Abstract

The main aim of this paper is to analyse David Lewis’ version of contextualism and his solution to the Gettier problem and the lottery problem through the employment of his Rule of Relevance and Stewart Cohen’s response to these problems. Here I analyse whether Stewart Cohen’s response to David Lewis’ solutions to these problems is on the right track or not. Hence, I try to analyse some concept in David Lewis and Stewart Cohen which has remained unanalysed. Cohen tries to show that when we try to solve some variation of the lottery problem and the Gettier problem by applying Lewis’s Rule of Relevance, then it generates some counterintuitive result.

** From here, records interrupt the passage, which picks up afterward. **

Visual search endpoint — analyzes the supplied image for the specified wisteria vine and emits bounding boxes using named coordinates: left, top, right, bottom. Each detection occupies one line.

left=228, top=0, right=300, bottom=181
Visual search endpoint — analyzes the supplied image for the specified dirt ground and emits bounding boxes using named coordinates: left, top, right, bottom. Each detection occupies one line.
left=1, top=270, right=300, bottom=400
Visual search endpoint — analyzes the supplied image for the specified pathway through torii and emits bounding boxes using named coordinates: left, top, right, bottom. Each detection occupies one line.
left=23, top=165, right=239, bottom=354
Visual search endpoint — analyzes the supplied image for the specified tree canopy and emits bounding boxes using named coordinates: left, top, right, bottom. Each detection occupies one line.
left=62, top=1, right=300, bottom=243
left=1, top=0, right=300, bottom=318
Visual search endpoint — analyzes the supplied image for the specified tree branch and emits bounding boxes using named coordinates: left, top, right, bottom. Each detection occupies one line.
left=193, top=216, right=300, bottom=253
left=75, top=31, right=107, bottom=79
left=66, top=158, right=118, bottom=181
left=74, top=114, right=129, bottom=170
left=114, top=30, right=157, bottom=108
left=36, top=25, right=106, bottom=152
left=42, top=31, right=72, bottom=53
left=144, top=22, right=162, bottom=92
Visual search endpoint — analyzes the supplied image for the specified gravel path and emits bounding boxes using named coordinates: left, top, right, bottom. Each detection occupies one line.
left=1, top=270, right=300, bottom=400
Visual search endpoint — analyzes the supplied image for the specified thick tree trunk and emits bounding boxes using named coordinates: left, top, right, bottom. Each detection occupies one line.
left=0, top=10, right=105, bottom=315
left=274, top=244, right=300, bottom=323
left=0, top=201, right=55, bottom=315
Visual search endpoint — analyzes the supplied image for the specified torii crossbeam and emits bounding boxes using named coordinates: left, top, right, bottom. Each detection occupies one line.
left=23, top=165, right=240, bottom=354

So Cohen gives Lewis some alternatives (which are explained in “The Strategy of Biting the Bullet and the Problem of Interference” and “Biting the Bullet Strategy as a Natural Extension of Contextualist Resolution to the Sceptical Problem and the Pity Poor Bill Variation of the Lottery Problem” sections) to avoid this counterintuitive result; this attempt, however, affects some other presuppositions of the contextual theory of David Lewis. My aim in this paper is to show how without taking these alternatives suggested by Cohen, Lewis can apply his Rules of Relevance to solve the lottery problem and the Gettier problem without any counterintuitive result.